Zoe Helene age 11 with Wai in New Zealand

The Woman Who Says Psychedelic Medicine Cured Her PTSD
Radio New Zealand
by Susan Strongman
 

“Our work is about a mindful relationship with a sacred plant or fungi. We ‘work with’ or ‘journey with’ or ‘commune with’ but we would never ‘use’.” – Zoe Helene, Radio New Zealand

Helene was born in North Carolina in 1964 and moved to New Zealand as a 10-year-old, because her father had concerns about a nuclear holocaust in the United States.

She has written that feminists don't hate all men, that diversity is multidimensional, and that as a nation, New Zealand should be ashamed that the Maui's dolphin is so close to extinction.

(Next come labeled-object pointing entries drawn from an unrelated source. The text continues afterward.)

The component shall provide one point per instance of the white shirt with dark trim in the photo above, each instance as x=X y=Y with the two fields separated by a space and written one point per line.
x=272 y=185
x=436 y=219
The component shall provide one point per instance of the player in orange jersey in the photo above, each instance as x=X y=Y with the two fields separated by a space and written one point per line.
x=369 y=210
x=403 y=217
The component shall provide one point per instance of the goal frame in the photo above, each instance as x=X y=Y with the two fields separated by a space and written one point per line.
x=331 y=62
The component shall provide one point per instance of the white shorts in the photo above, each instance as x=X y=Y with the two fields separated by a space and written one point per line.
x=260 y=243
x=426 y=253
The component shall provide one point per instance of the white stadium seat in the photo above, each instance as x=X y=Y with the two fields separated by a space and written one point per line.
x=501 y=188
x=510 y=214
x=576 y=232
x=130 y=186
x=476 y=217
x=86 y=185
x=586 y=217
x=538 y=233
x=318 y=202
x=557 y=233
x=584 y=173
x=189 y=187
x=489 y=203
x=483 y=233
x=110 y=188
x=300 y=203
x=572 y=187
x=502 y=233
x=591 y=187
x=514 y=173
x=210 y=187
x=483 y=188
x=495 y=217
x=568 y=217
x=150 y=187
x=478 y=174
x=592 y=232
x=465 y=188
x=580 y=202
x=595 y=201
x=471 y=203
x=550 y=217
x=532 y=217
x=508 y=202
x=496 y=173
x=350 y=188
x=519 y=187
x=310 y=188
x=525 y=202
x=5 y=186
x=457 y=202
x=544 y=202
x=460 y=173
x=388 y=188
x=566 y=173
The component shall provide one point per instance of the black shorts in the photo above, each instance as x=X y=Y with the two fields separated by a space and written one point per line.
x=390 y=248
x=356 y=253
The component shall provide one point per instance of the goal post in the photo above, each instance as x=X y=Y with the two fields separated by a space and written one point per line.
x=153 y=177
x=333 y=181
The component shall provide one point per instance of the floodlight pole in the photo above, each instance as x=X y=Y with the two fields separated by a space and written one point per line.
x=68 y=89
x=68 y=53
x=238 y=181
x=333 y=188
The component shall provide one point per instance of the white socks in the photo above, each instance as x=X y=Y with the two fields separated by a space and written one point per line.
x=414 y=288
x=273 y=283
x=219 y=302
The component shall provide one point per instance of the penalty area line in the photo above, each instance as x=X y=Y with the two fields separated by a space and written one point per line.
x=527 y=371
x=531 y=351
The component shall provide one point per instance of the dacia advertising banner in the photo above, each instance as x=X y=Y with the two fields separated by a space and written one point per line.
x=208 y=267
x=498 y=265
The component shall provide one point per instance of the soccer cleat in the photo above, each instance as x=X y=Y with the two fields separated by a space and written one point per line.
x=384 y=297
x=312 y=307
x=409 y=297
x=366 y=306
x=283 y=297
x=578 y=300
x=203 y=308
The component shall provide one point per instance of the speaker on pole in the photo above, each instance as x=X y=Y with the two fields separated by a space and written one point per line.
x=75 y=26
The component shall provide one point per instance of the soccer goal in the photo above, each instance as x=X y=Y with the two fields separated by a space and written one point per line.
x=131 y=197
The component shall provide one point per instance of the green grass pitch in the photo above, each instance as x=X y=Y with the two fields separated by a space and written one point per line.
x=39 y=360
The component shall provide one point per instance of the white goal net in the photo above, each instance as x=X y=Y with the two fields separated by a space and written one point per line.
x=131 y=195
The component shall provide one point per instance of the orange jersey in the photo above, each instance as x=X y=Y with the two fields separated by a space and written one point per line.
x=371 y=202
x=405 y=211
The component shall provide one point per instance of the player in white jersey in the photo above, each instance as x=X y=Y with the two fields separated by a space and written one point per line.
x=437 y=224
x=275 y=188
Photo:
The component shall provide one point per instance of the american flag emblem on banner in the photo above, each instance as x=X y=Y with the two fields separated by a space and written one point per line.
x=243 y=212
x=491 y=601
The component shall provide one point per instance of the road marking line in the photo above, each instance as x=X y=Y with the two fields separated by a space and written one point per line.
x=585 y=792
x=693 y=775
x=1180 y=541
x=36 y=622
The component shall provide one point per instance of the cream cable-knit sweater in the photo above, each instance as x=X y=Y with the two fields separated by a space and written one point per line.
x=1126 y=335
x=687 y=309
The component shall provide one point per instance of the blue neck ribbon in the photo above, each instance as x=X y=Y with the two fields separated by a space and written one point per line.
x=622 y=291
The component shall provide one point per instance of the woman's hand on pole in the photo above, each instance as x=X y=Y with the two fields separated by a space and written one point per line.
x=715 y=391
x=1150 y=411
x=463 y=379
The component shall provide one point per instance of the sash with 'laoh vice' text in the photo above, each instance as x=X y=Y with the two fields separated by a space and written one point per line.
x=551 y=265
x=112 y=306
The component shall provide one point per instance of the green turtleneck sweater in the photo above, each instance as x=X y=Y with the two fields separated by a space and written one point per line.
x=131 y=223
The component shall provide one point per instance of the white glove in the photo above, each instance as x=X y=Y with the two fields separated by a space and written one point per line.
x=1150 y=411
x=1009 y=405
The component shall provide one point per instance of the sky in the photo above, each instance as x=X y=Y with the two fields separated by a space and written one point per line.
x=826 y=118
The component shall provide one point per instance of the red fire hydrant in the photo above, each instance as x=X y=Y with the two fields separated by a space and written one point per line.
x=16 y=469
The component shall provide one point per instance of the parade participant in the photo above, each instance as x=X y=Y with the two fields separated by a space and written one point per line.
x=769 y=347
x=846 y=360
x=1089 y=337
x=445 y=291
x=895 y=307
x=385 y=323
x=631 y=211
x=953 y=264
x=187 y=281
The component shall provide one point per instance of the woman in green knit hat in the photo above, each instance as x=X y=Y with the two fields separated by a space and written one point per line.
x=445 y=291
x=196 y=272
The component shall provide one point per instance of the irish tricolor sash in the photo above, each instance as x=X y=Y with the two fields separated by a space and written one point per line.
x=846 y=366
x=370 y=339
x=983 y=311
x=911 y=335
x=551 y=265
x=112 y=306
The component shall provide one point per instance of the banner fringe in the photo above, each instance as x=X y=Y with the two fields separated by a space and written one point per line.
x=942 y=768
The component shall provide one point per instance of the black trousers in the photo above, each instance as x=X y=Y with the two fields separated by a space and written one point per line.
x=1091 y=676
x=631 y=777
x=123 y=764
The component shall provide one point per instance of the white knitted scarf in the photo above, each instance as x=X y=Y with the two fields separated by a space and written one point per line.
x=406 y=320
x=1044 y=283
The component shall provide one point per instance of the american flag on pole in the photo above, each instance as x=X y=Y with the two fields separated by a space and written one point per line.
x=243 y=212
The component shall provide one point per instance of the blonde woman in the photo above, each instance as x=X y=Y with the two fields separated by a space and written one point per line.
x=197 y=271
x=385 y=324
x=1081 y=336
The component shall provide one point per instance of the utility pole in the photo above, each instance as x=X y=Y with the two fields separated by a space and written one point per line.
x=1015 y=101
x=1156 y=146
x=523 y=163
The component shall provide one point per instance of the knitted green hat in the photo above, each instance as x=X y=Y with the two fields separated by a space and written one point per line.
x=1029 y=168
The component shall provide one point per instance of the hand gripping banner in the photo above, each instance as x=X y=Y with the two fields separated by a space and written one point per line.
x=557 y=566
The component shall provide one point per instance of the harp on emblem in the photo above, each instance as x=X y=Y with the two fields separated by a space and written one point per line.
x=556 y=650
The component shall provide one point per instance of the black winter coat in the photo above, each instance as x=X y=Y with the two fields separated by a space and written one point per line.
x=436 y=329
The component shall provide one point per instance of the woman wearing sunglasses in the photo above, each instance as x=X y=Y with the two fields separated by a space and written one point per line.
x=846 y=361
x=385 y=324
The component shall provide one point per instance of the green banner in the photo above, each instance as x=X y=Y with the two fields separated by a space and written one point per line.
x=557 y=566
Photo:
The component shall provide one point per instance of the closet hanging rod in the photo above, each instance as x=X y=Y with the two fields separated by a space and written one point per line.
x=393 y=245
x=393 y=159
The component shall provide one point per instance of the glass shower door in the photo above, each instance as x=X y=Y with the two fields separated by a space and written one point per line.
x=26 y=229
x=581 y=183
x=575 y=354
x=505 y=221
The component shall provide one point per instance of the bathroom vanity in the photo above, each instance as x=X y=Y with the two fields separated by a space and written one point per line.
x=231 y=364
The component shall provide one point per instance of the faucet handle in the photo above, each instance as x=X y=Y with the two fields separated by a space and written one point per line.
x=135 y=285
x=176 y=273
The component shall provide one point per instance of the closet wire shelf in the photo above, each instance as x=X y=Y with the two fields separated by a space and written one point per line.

“I got to see Aotearoa appear on the arch of the horizon after three weeks of nothing but ocean, like the first Māori explorers did. I embraced the magic of the adventure and stood on the bow of the boat until the Long White Cloud appeared. I saw it in ceremony once in an ayahuasca vision, like a mythic, mystical fairyland, twinkling and glowing and calling me home. I love to share my Kiwi side with the public. Deep in my heart, I will always be an island girl.”

Helene first took ayahuasca in 2008, on her first wedding anniversary. She's married to Chris Kilham, who goes by the moniker 'Medicine Hunter' and travels the globe researching medicinal plant use and working with companies to market them in the west. Helene is a part-owner of the business, and makes most of her income from royalties made on plants like maca and ginseng.

In the decade since first taking the drug, she has travelled once or twice a year to Peru, for ayahuasca ceremonies (they are usually led by indigenous Shipibo shaman, and typically there is singing, chanting and drumming as journeyers are in the throes of their psychedelic experiences). Why? "People like to say healing, and healing is definitely part of it, but I don't like to cram everything under healing as a category," Helene says. "I really think self-liberation is a big one, especially for women."